Microsoft unveiled MDASH (Multi-model Agentic Scanning Harness), a security system that orchestrates over 100 specialized AI agents to discover and validate software vulnerabilities. In its first major deployment, it found 16 new vulnerabilities in Windows networking and authentication — including four critical remote code execution flaws. The system achieved an industry-leading 88.45% score on the public CyberGym benchmark.
What Is Microsoft MDASH?
MDASH is a multi-model agentic scanning harness built by Microsoft’s Autonomous Code Security team. Unlike single-model approaches, it uses an ensemble of frontier and distilled AI models working together. These agents discover, debate, and prove exploitable bugs end-to-end, mimicking how a team of human security researchers would operate — but at machine speed.
How Well Did MDASH Perform?
The results were striking:
- 21 of 21 planted vulnerabilities found with zero false positives on a private test driver
- 96% recall against five years of confirmed MSRC cases in clfs.sys
- 100% recall in tcpip.sys
- 88.45% on the CyberGym benchmark of 1,507 real-world vulnerabilities — roughly 5 points ahead of the next entry
What Vulnerabilities Did It Find?
This month’s Patch Tuesday includes 16 CVEs found by MDASH, including:
- Critical remote code execution flaws in the Windows kernel TCP/IP stack
- Vulnerabilities in the IKEv2 service
- Unauthenticated remote code execution in DNS and Netlogon components
Key Takeaways
- MDASH orchestrates 100+ specialized AI agents across multiple models
- Found 16 real CVEs in Windows networking and authentication stack
- Industry-leading 88.45% on CyberGym benchmark
- Zero false positives on planted vulnerability tests
- Now being used by Microsoft security engineering teams
- Available in limited private preview for customers
Frequently Asked Questions
Is MDASH replacing human security researchers? No. MDASH augments human teams by automating vulnerability discovery at scale. Human researchers still validate and prioritize findings.

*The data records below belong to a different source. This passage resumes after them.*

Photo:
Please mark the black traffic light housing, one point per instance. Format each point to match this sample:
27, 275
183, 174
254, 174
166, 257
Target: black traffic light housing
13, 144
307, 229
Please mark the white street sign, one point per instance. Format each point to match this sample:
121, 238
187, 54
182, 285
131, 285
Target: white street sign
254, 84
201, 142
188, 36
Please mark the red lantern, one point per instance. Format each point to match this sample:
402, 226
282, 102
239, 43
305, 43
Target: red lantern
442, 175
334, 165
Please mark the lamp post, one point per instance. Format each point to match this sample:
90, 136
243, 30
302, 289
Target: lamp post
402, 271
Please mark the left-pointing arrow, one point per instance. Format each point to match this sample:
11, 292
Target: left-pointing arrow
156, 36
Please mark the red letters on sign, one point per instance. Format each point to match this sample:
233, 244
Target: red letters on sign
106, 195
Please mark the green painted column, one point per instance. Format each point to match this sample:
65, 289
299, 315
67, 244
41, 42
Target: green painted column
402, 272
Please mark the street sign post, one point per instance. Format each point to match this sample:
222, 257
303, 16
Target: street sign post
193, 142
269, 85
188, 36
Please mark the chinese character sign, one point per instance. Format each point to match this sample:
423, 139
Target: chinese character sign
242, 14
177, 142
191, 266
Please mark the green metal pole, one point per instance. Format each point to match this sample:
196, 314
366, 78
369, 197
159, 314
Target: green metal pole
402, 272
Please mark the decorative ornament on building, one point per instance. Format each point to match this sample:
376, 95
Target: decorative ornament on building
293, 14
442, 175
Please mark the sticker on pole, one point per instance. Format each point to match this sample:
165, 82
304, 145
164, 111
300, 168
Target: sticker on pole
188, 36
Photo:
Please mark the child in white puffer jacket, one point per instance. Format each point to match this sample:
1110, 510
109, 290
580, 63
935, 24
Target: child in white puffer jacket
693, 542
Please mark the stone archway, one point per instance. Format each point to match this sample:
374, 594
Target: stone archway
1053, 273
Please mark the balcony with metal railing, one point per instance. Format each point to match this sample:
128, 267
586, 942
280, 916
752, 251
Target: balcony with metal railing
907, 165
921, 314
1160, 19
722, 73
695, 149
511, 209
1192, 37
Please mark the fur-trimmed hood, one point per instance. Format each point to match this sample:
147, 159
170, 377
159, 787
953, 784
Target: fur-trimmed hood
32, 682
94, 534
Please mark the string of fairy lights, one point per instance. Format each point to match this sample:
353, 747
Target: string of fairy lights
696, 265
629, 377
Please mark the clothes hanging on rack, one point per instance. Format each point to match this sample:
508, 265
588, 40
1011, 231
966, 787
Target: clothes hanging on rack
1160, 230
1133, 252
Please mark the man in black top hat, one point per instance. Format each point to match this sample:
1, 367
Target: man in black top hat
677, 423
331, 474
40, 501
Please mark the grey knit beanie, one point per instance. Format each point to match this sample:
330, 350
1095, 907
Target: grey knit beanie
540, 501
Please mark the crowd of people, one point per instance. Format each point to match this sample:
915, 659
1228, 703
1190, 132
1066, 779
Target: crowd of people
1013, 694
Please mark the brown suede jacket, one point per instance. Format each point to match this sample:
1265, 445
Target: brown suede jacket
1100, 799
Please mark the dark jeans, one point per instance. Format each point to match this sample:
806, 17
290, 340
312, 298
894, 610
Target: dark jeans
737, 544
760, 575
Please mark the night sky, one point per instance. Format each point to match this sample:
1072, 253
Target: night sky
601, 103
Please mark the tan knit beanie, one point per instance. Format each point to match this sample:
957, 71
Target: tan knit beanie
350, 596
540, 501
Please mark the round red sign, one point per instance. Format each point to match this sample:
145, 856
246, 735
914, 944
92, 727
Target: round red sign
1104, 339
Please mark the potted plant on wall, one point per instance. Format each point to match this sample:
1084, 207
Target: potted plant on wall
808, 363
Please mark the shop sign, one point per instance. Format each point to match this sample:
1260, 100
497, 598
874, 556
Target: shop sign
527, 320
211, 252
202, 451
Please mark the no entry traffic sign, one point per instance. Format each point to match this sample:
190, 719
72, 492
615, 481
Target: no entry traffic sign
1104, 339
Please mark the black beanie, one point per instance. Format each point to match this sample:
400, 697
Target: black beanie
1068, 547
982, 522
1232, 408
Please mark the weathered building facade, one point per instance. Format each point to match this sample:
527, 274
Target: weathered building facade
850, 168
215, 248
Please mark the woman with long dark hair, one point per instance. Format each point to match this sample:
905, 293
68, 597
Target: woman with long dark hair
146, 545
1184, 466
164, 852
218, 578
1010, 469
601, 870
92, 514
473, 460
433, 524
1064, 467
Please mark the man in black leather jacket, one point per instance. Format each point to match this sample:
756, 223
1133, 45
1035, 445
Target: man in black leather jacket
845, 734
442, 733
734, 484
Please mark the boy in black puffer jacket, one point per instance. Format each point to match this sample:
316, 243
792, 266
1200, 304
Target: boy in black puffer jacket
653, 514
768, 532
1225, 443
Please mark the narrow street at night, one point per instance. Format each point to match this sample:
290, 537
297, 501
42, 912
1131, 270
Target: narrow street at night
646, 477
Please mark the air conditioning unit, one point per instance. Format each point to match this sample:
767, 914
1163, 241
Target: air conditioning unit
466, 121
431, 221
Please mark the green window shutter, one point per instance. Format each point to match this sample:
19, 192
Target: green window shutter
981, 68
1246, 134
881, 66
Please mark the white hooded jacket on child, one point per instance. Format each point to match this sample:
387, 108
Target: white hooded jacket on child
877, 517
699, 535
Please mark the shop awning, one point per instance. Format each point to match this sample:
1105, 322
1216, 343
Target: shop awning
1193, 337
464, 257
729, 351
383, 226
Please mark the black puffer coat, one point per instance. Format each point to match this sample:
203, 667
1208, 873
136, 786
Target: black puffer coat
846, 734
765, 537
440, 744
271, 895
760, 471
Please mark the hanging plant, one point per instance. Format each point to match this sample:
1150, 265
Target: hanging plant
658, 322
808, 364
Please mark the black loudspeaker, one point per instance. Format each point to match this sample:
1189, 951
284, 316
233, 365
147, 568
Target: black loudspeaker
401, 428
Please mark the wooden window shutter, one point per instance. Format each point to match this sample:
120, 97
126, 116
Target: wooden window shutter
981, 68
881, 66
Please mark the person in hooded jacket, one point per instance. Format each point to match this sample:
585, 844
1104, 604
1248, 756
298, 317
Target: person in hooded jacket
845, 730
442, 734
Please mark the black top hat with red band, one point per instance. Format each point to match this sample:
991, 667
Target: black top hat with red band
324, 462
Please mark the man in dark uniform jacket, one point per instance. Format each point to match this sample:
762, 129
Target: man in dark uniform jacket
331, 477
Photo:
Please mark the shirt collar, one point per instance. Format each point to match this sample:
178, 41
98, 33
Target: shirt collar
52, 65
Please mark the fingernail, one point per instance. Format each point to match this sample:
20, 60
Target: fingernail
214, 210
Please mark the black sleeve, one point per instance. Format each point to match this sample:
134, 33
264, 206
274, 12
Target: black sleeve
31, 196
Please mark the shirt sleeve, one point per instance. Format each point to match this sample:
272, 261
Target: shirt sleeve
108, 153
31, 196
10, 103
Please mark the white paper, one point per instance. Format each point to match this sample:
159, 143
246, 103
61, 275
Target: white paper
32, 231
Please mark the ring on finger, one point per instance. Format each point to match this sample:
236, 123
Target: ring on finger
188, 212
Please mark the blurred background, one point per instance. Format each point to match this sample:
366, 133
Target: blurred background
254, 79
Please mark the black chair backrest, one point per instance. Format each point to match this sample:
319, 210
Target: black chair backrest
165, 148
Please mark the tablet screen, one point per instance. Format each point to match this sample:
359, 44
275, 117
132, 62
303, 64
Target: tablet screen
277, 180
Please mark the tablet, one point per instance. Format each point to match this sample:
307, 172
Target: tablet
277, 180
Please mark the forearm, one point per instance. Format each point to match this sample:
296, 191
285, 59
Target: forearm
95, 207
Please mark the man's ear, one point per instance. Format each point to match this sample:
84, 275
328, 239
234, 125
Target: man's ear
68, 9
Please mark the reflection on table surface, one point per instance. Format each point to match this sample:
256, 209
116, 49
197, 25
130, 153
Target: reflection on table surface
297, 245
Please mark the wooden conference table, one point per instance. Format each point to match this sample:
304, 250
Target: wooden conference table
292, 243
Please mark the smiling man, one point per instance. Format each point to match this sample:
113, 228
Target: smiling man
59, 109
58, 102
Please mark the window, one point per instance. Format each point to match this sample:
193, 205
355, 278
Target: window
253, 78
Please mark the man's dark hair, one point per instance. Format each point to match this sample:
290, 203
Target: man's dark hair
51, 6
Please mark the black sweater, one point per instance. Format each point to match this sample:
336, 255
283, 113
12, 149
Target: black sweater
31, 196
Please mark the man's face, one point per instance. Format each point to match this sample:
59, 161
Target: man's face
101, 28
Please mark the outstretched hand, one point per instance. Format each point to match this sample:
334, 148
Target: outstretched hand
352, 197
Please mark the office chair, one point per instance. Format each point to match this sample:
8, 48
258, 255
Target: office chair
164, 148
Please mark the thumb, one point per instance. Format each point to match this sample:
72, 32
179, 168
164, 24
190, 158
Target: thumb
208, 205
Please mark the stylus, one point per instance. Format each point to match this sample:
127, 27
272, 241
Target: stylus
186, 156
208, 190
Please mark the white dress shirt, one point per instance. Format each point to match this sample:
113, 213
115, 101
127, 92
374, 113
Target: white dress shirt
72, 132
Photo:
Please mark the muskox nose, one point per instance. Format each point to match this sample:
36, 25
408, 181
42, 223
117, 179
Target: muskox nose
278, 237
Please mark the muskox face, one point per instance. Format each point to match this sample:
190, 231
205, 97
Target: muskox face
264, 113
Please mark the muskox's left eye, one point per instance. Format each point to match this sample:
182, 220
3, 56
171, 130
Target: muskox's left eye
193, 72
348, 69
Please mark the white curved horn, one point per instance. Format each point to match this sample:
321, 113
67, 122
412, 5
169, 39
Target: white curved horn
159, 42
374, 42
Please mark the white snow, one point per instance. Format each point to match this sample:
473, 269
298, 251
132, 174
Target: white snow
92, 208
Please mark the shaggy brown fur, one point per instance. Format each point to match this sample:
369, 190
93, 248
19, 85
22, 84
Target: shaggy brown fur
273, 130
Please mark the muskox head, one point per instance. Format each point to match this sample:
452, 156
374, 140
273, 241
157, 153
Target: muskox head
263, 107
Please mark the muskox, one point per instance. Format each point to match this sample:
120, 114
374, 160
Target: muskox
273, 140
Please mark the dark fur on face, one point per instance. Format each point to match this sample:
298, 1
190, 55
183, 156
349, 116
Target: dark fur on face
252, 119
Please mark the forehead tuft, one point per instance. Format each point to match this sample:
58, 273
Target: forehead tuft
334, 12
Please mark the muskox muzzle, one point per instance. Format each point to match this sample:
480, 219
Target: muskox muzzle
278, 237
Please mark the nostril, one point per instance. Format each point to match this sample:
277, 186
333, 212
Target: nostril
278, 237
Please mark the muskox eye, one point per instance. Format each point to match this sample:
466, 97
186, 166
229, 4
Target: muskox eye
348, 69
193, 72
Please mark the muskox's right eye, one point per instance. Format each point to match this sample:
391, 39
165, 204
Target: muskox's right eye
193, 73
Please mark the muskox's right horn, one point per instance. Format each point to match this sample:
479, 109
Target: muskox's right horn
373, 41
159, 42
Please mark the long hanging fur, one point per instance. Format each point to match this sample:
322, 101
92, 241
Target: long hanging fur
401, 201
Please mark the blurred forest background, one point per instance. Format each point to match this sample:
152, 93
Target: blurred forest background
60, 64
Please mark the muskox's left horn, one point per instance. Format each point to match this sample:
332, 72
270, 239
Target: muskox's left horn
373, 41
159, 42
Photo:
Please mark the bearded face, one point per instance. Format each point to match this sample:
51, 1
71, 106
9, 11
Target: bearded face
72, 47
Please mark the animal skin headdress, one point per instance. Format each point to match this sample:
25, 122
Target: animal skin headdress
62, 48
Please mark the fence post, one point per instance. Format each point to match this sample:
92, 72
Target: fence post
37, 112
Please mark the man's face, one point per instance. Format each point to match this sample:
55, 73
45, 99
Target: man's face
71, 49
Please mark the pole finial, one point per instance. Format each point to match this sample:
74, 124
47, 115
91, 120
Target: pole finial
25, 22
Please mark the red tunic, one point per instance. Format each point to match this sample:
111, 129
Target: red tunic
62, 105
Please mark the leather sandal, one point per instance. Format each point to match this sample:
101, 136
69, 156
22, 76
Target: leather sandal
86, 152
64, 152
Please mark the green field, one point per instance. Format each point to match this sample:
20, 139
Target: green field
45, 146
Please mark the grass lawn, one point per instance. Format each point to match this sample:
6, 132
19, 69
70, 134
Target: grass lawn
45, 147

What models power MDASH? The system uses an ensemble of frontier and distilled models. Microsoft notes the surrounding agentic system contributes substantially to performance beyond any single model’s capability.
How can I access MDASH? It is currently being used by Microsoft security engineering teams and tested by a small set of customers as part of a limited private preview.